De Burke e Hume a Kant, de Schiller e Nietzsche a Merleau-Ponty, a apresentação da experiência estética como originada em uma atitude de pura contemplação distanciada e absorta, na qual abandonamos a atitude comum e cotidiana que adotamos como sujeitos de ação (como sujeitos que agem no mundo de forma racionalmente planejada, perseguindo objetivos e interesses individuais), tornou-se quase que um lugar-comum na Estética.

Mas em nenhum pensador a oposição entre essas duas atitudes aparece de forma mais marcada e explícita (ou pelo menos mais interessante) do que em Schopenhauer.

Segundo este pensador alemão, a essência de todas as coisas e de nós mesmos é aquilo que ele chamou de Vontade. Esta força propulsora que move todas as coisas se manifesta nos seres humanos como um desejar inestancável e nunca satisfeito.

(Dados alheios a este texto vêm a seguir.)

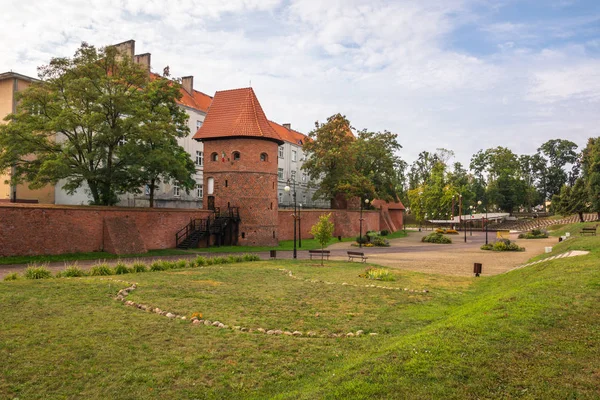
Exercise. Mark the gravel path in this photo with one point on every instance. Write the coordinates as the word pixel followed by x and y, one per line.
pixel 405 253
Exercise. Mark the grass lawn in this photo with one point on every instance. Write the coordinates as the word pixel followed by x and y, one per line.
pixel 531 333
pixel 96 255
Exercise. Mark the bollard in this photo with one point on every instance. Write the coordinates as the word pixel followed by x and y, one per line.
pixel 477 267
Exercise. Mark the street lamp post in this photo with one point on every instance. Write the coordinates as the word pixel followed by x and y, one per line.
pixel 471 222
pixel 300 226
pixel 360 223
pixel 287 189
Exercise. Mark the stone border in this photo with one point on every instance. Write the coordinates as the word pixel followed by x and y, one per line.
pixel 572 253
pixel 123 293
pixel 291 275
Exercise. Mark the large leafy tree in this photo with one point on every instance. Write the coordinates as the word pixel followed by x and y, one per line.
pixel 556 154
pixel 350 166
pixel 591 172
pixel 80 122
pixel 154 152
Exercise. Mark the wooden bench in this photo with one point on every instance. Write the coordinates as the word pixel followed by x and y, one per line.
pixel 357 254
pixel 591 230
pixel 320 253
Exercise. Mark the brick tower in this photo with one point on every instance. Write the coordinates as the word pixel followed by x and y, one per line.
pixel 240 167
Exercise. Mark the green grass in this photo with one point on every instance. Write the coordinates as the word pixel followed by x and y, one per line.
pixel 96 255
pixel 531 333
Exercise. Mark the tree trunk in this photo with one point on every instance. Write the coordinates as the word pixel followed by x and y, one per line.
pixel 152 193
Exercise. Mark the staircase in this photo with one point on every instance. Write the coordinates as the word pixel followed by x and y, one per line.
pixel 217 225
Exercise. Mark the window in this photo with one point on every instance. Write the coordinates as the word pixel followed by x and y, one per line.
pixel 211 185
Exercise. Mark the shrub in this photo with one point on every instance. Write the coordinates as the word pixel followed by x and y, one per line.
pixel 72 271
pixel 220 260
pixel 13 276
pixel 41 272
pixel 362 240
pixel 251 257
pixel 139 266
pixel 157 266
pixel 101 270
pixel 200 261
pixel 380 242
pixel 121 269
pixel 436 238
pixel 502 245
pixel 379 274
pixel 235 259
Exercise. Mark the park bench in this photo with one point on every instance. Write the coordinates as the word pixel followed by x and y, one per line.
pixel 590 229
pixel 320 253
pixel 357 254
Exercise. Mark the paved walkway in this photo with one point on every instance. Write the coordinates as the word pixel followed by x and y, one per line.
pixel 405 253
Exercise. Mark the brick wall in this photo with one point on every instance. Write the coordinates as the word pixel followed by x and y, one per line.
pixel 28 229
pixel 347 223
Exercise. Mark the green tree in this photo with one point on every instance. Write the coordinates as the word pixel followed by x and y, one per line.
pixel 322 231
pixel 80 122
pixel 366 166
pixel 591 172
pixel 572 200
pixel 556 154
pixel 154 152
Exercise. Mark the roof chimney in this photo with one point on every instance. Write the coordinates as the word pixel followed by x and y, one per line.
pixel 143 60
pixel 188 84
pixel 126 48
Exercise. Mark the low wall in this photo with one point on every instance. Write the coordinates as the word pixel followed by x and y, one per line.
pixel 347 222
pixel 28 229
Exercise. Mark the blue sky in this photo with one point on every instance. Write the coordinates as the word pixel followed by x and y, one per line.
pixel 460 74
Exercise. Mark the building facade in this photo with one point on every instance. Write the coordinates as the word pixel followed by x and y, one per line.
pixel 10 84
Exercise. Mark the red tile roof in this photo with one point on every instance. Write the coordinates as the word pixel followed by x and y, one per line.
pixel 289 135
pixel 196 100
pixel 235 113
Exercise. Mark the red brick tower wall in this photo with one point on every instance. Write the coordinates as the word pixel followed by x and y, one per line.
pixel 247 183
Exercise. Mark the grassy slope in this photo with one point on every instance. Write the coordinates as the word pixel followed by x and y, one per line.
pixel 531 333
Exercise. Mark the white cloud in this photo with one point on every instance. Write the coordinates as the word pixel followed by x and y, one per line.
pixel 385 64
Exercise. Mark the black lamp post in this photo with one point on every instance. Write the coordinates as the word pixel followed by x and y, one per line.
pixel 299 226
pixel 360 223
pixel 287 189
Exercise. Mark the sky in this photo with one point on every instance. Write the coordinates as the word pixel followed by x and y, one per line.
pixel 463 75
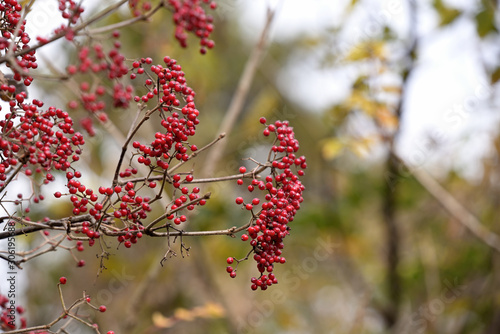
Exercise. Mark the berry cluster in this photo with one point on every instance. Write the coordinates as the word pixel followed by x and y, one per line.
pixel 92 94
pixel 10 15
pixel 43 140
pixel 180 123
pixel 70 10
pixel 8 315
pixel 189 16
pixel 283 195
pixel 138 7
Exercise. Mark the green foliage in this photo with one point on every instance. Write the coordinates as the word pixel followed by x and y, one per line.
pixel 446 14
pixel 485 19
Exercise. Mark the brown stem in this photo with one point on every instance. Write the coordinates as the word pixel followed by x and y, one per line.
pixel 240 95
pixel 83 25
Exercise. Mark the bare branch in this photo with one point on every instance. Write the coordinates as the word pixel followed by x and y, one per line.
pixel 241 93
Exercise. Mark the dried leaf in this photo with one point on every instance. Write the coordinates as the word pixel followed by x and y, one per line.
pixel 161 321
pixel 332 147
pixel 367 50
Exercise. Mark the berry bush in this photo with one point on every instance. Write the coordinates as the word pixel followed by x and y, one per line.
pixel 42 145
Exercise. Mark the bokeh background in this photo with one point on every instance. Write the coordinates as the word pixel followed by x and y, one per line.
pixel 395 105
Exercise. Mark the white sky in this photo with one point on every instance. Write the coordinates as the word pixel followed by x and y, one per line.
pixel 449 95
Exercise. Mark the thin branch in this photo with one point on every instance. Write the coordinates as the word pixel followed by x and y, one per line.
pixel 241 93
pixel 125 23
pixel 57 36
pixel 247 175
pixel 170 212
pixel 456 209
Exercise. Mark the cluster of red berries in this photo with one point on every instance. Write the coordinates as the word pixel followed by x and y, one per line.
pixel 138 7
pixel 8 315
pixel 44 140
pixel 180 123
pixel 92 95
pixel 189 16
pixel 70 10
pixel 283 195
pixel 10 15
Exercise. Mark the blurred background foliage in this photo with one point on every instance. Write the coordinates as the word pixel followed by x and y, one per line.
pixel 337 278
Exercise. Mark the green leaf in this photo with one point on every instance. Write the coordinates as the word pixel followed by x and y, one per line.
pixel 485 22
pixel 495 76
pixel 446 14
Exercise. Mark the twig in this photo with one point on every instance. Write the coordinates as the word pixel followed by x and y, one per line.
pixel 455 209
pixel 251 174
pixel 241 93
pixel 125 23
pixel 63 33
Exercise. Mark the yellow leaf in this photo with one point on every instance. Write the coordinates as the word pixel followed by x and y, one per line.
pixel 332 147
pixel 385 117
pixel 161 321
pixel 367 50
pixel 392 89
pixel 362 147
pixel 139 7
pixel 358 100
pixel 211 310
pixel 183 314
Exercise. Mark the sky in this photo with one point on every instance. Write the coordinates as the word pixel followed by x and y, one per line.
pixel 449 97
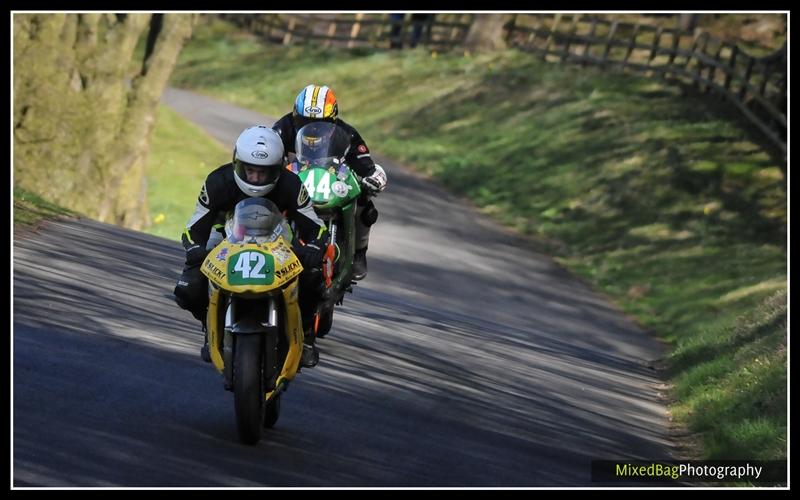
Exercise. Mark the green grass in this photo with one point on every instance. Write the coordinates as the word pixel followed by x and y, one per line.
pixel 181 156
pixel 661 198
pixel 30 209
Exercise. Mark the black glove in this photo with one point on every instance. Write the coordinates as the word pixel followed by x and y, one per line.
pixel 311 254
pixel 195 255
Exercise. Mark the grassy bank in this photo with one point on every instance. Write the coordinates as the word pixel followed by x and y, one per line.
pixel 660 198
pixel 30 210
pixel 181 156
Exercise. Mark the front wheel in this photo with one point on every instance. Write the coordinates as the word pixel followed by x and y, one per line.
pixel 248 393
pixel 272 412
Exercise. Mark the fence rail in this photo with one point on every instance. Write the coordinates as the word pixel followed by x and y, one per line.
pixel 756 86
pixel 443 31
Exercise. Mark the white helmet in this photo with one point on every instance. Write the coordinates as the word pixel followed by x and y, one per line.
pixel 258 152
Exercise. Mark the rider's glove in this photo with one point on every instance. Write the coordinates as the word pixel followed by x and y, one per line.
pixel 195 255
pixel 312 252
pixel 376 182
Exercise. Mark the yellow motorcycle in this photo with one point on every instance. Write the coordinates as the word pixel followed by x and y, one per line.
pixel 255 336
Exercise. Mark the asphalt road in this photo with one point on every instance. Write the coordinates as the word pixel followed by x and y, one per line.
pixel 465 359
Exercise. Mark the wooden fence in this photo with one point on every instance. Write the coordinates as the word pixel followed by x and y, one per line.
pixel 755 85
pixel 439 32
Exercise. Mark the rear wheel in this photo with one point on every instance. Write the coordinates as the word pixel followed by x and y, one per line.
pixel 248 393
pixel 325 321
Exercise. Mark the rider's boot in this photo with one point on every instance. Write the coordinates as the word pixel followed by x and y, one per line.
pixel 310 356
pixel 205 355
pixel 360 264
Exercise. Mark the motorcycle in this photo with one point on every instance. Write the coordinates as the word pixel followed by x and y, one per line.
pixel 334 190
pixel 255 336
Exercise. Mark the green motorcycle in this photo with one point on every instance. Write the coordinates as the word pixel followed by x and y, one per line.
pixel 334 189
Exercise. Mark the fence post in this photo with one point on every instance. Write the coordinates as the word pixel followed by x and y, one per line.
pixel 510 27
pixel 568 41
pixel 331 32
pixel 287 38
pixel 731 67
pixel 609 38
pixel 655 46
pixel 354 30
pixel 551 35
pixel 762 89
pixel 713 70
pixel 590 39
pixel 631 44
pixel 746 78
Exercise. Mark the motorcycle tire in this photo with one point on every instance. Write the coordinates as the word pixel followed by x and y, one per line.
pixel 248 394
pixel 272 412
pixel 325 321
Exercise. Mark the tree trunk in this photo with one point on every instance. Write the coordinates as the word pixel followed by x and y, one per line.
pixel 84 112
pixel 486 32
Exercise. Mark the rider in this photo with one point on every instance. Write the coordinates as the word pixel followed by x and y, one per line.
pixel 317 103
pixel 257 170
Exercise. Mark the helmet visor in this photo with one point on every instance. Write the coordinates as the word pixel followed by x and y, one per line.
pixel 256 175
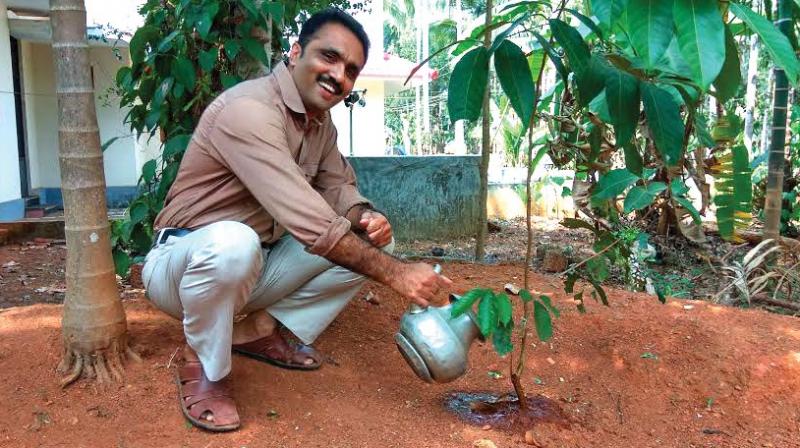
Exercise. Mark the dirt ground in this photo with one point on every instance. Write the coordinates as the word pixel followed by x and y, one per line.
pixel 635 374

Um querer infinito, sobre o qual não temos controle, nos lança continuamente em direção ao mundo e às coisas que o compõem, de modo que tão logo alcancemos um objeto desse querer, já outro objeto se apresenta tomando o lugar do primeiro e nos mantendo presos às malhas do desejo.

Ora, todo desejo provém de uma carência, de uma falta, e, por isso causa sofrimento e é expressão do sofrimento. Viver, portanto, é, em essência, sofrer. Só podemos escapar a esse sofrimento – cuja cessação interpretamos como prazer – quando, de alguma maneira, o império da Vontade não mais tem poder sobre nós, quando conseguimos parar de desejar. Isto acontece, por exemplo, durante a contemplação estética da beleza.

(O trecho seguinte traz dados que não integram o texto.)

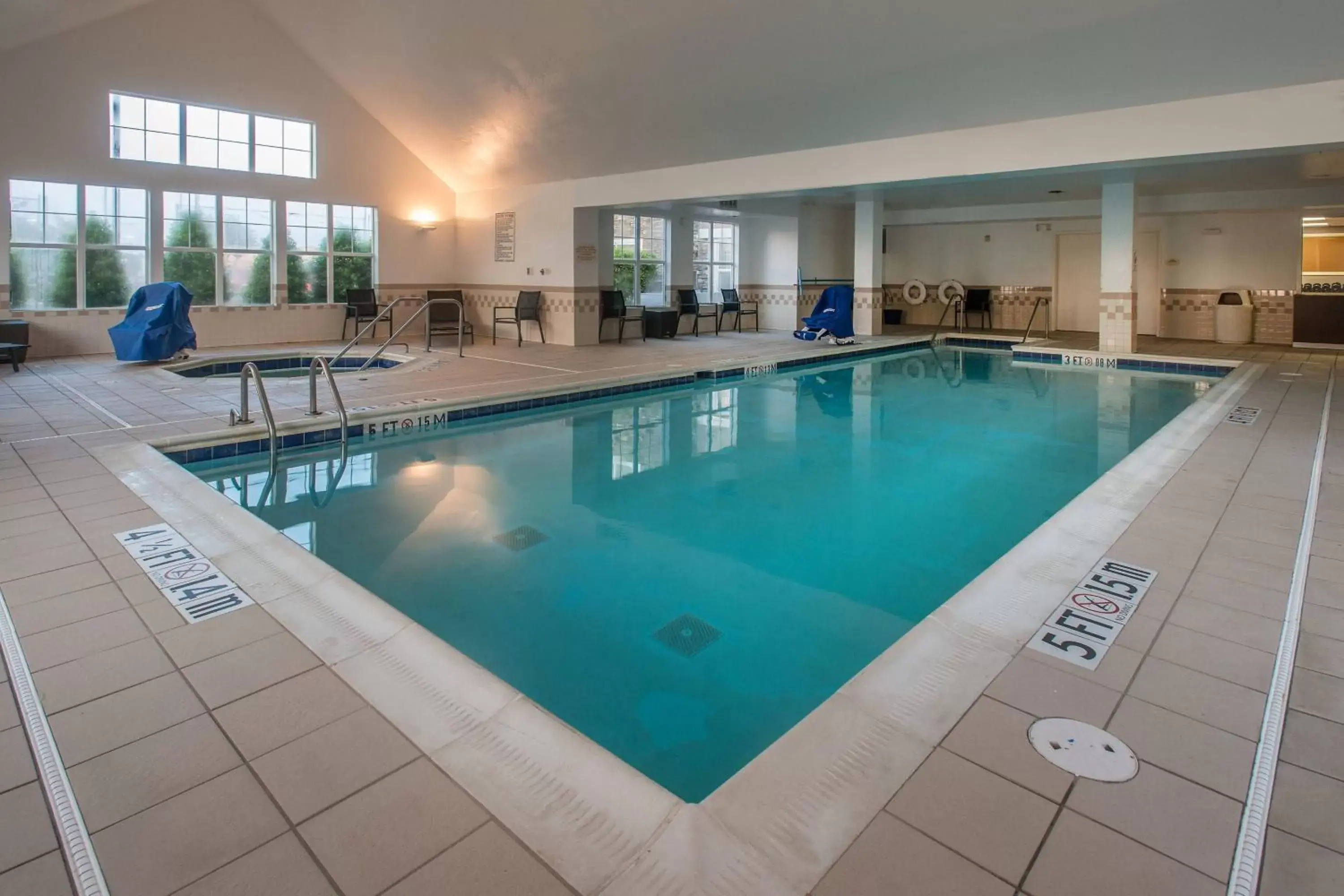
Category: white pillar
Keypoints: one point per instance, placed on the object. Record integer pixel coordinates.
(1119, 326)
(867, 267)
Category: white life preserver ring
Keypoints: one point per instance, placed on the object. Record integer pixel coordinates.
(951, 289)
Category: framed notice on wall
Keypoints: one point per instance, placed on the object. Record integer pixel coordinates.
(506, 234)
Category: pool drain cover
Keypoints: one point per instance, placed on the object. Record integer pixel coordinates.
(521, 539)
(687, 634)
(1084, 750)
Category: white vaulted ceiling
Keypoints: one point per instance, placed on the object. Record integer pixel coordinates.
(533, 90)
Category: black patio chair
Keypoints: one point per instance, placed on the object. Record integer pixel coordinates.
(691, 306)
(734, 306)
(445, 319)
(529, 308)
(978, 303)
(615, 308)
(362, 304)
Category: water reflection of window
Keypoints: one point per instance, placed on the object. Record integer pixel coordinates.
(639, 439)
(714, 421)
(316, 477)
(248, 489)
(302, 534)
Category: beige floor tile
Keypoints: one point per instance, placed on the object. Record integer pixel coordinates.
(15, 759)
(1308, 805)
(277, 715)
(185, 839)
(213, 637)
(1082, 853)
(490, 863)
(43, 876)
(1228, 624)
(74, 683)
(80, 640)
(1323, 621)
(1318, 695)
(283, 867)
(984, 817)
(1221, 659)
(49, 585)
(104, 724)
(248, 669)
(319, 769)
(1203, 698)
(1042, 691)
(66, 609)
(25, 827)
(995, 735)
(385, 832)
(1300, 868)
(1314, 743)
(1191, 824)
(1190, 749)
(1238, 595)
(119, 784)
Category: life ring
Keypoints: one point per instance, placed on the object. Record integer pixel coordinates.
(951, 289)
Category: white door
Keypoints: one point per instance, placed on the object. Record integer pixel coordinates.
(1078, 283)
(1147, 281)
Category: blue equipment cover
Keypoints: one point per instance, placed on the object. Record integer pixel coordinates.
(834, 314)
(156, 326)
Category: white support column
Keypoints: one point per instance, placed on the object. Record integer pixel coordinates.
(867, 267)
(1119, 326)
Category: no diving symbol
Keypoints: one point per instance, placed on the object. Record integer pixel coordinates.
(186, 571)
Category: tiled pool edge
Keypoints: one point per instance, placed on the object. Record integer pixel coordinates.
(783, 820)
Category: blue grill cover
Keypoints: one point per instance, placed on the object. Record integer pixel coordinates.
(156, 326)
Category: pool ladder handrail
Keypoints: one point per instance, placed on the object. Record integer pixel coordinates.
(319, 363)
(386, 315)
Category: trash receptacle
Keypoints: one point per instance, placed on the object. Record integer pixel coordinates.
(1233, 318)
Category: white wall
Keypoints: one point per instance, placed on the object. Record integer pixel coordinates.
(220, 53)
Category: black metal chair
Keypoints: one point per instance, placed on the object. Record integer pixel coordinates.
(615, 308)
(447, 319)
(733, 304)
(362, 304)
(529, 308)
(978, 303)
(691, 306)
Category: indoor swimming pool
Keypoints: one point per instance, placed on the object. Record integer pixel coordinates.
(685, 574)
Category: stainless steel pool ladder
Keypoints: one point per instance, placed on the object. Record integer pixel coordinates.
(388, 314)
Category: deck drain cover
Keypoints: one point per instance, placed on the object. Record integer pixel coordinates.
(521, 539)
(1084, 750)
(687, 634)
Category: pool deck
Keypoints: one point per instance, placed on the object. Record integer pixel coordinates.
(229, 758)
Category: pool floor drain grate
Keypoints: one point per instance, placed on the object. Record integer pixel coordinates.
(1084, 750)
(687, 634)
(521, 539)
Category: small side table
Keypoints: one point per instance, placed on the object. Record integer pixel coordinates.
(662, 323)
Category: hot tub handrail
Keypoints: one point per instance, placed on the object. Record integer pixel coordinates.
(320, 363)
(252, 371)
(461, 318)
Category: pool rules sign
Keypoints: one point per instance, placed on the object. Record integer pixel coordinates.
(1088, 622)
(191, 583)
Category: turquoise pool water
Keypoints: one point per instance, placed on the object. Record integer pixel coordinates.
(683, 575)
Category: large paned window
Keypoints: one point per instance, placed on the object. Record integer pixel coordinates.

Esta contemplação se instaura quando deixamos de considerar um objeto através do Intelecto, que nada mais é que um instrumento da Vontade. Pelo Intelecto, consideramos um objeto segundo suas relações com todos os outros e com o todo do mundo; como uma coisa individual entre outras coisas individuais.

Já na contemplação estética, toda a nossa atenção se concentra em um único objeto: apenas ele ocupa nossa consciência, como se só ele existisse e nos hipnotizasse a ponto de esquecermos, ou deixarmos de lado, as relações causais e espaço-temporais pelas quais ele se liga à realidade empírica.

E assim como em nossa contemplação o objeto “se destaca” de suas relações com o mundo, nós também nos destacamos das relações pelas quais nosso querer nos liga a esse mundo. Pois é pelo Intelecto que nos situamos no meio das coisas e nos afirmamos como um eu independente e separado do mundo.

Mas é precisamente esse eu individual que está constantemente a desejar e a sofrer por isso. Quando o Intelecto cede lugar à contemplação estética, abandonamos nossa individualidade para sentirmos profundamente nossa ligação essencial com o todo.

Com isso, abandonamos também nossa vontade individual, que é a fonte de nosso sofrimento. A beleza é então o bálsamo que nos liberta e nos alivia do martírio do querer.